I'm thinking of happier times some years ago when I used to be involved with an international student organization. They would have events every week or two, and it was at these gatherings (all held in the evenings) that I met some of the best people I've ever known. Some of them are still good friends of mine. That's something I miss being a part of, but my schedule just doesn't allow for it anymore.
I'm not really a social person in the sense that I go to a lot of parties or clubs or other public gatherings. I prefer just meeting with a few friends at a time. But as time goes by, I've found that the opportunities to make new friends are fewer and fewer. Why? Well, partly because I am at work instead of somewhere else, hanging out and meeting people, after the working day is finished. I feel that working at night really limits the possibilities. Pure speculation, but would I have met the "right" girl or even be married by now if I didn't work in the evenings? (Ok, that's just my overactive imagination working.)

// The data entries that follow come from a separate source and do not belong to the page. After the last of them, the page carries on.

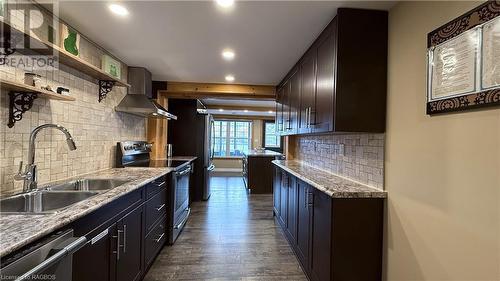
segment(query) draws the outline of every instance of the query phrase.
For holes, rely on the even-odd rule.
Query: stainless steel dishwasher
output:
[[[72,256],[87,243],[85,237],[73,237],[66,230],[46,238],[7,260],[2,260],[0,280],[71,281]]]

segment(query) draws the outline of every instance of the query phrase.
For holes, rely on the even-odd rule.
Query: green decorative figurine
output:
[[[77,36],[75,31],[68,29],[68,37],[64,39],[64,49],[75,56],[78,56]]]

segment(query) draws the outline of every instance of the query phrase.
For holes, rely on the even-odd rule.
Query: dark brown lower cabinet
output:
[[[280,188],[280,222],[286,230],[288,223],[288,173],[281,173],[281,188]]]
[[[309,279],[381,280],[384,199],[332,198],[283,170],[279,174],[290,180],[287,214],[276,214],[277,220]]]
[[[73,256],[74,281],[143,278],[167,240],[166,187],[154,185],[158,183],[133,191],[68,226],[75,236],[89,239]]]
[[[142,276],[144,206],[137,207],[116,224],[116,280],[136,281]]]
[[[281,209],[281,170],[274,169],[274,179],[273,179],[273,208],[274,215],[279,217],[279,211]]]
[[[297,180],[297,241],[295,253],[302,268],[309,271],[309,241],[311,234],[311,207],[307,202],[310,187],[301,180]]]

It wouldn't make sense for me to change jobs right now. There's no chance of switching my schedule either. Working in the evenings has to be for the time being. And there are some advantages to it. For one thing, the pace is much faster (on a good night) and time goes more quickly. There's hardly any traffic on the way home...especially nice during winter. If I need to get groceries or go to Walmart, there aren't a whole lot of people in my way. I have most of the day to get other things done, like appointments. And I'm more of a night owl than an early bird (by far) so the late nights are easier to handle than early mornings.
It's just kind of a lonely existence sometimes. That's the heart of it. I can't complain too much, because I still get to see my friends on the weekends, and I see family members during the day. I'm just getting to a point where I have a longing to fall in with most of the population and keep a normal, human's schedule. Something about being on a daytime schedule this summer seemed to solidify that. It will have to happen eventually. Hopefully not too long from now.